Lentorama 2022: It Happened on Easter
Day 37: A planter gets planted
The Harrison family has roots in Virginia going back to around 1630, when Benjamin Harrison arrived and quickly established himself. Within three years he was made clerk of the state's Governor's Council, setting a course in public service that future Harrisons - many also named Benjamin - would follow.
Notable among them is Benjamin Harrison V, who by the age of 20 was managing several plantations covering thousands of acres (which included a manor house, a grist mill, a fishery, and a number of slaves). This all was due to the untimely death of Benjamin Harrison IV, who also left other plantations to others of his 10 children.
Harrison flourished, and followed in his father's footsteps by being elected to Virginia's House of Burgesses (although he was too young to serve when first elected, which makes you wonder how he got elected in the first place). Harrison quickly fell in with those opposed to direct British rule, and served on several bodies which argued that colonists should have a voice in the laws (and taxes) applied to them.
Not surprisingly, Harrison was voted to be a delegate to the First and Second Continental Congresses (one of his roomates at the latter was George Washington), and would be one of the signers of the Declaration of Independence. He spent most of the Revolutionary War in Virginia, serving in the new House of Delegates and working with the fledgling government to secure military aid for the southern states.

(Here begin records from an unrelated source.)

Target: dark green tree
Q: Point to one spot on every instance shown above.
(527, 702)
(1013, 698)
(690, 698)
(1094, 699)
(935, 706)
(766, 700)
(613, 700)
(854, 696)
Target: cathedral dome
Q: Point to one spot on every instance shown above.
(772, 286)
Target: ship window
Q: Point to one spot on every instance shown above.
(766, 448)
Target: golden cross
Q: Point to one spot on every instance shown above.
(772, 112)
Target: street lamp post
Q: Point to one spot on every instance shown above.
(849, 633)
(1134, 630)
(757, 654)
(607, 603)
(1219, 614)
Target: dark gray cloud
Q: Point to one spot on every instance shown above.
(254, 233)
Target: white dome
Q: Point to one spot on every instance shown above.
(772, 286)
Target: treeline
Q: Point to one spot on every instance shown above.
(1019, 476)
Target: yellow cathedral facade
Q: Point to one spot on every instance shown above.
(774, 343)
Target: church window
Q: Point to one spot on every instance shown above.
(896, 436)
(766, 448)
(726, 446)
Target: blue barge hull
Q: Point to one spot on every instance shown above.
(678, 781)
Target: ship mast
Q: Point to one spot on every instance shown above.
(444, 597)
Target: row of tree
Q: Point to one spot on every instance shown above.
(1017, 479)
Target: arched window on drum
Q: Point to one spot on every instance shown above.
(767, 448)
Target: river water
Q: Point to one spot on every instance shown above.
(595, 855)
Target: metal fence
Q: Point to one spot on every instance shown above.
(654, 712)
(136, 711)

Just a month after the American victory at Yorktown, Harrison became the fifth governor of Virginia, and focused mainly on maintaining peace and improving the local economy, which the war had damaged greatly. After his term he returned to the legislature, where he served until his death on April 24, 1791, of unknown causes (though he was often in ill health thanks to what one source calls his "persistent corpulence").

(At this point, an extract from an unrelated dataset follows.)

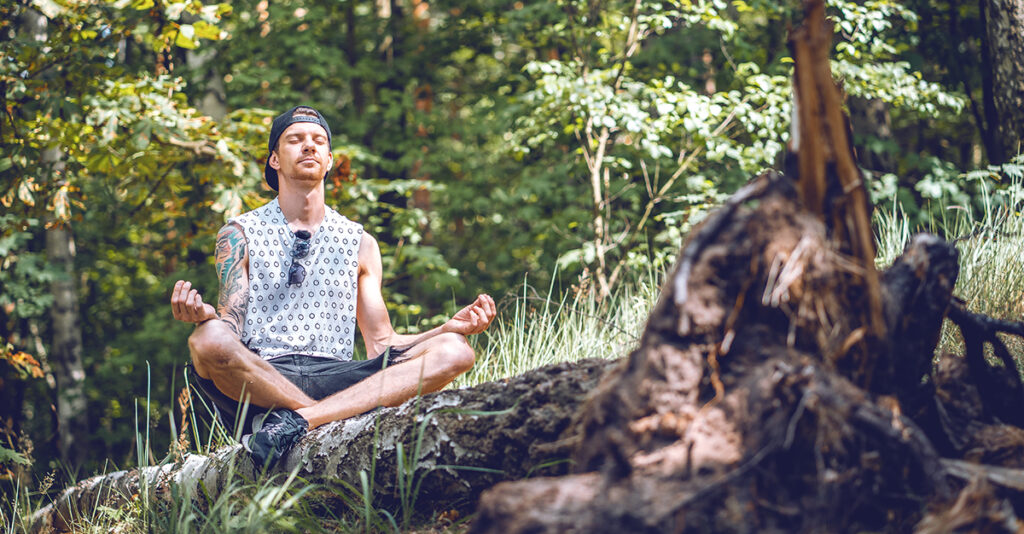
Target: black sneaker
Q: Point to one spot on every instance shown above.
(273, 436)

For all that, Harrison's greatest legacy may be that he fathered one president - William Henry Harrison - who then fathered another - Benjamin Harrison. Who, as you might have noted, was not one of the line of Benjamin Harrisons. Benjamin Harrison V's oldest son was Benjamin Harrison VI, who like his dad was a planter and state politician. He would father Benjamin Harrison VII (with his first wife after the death of his second wife), and he would beget Benjamin Harrison VIII, and after that I can't bother to look. One other notable detail of the Harrisons is that they are also related to Abraham Lincoln through Thomas Harrison, who established a branch of the Harrison family in the Shenandoah valley.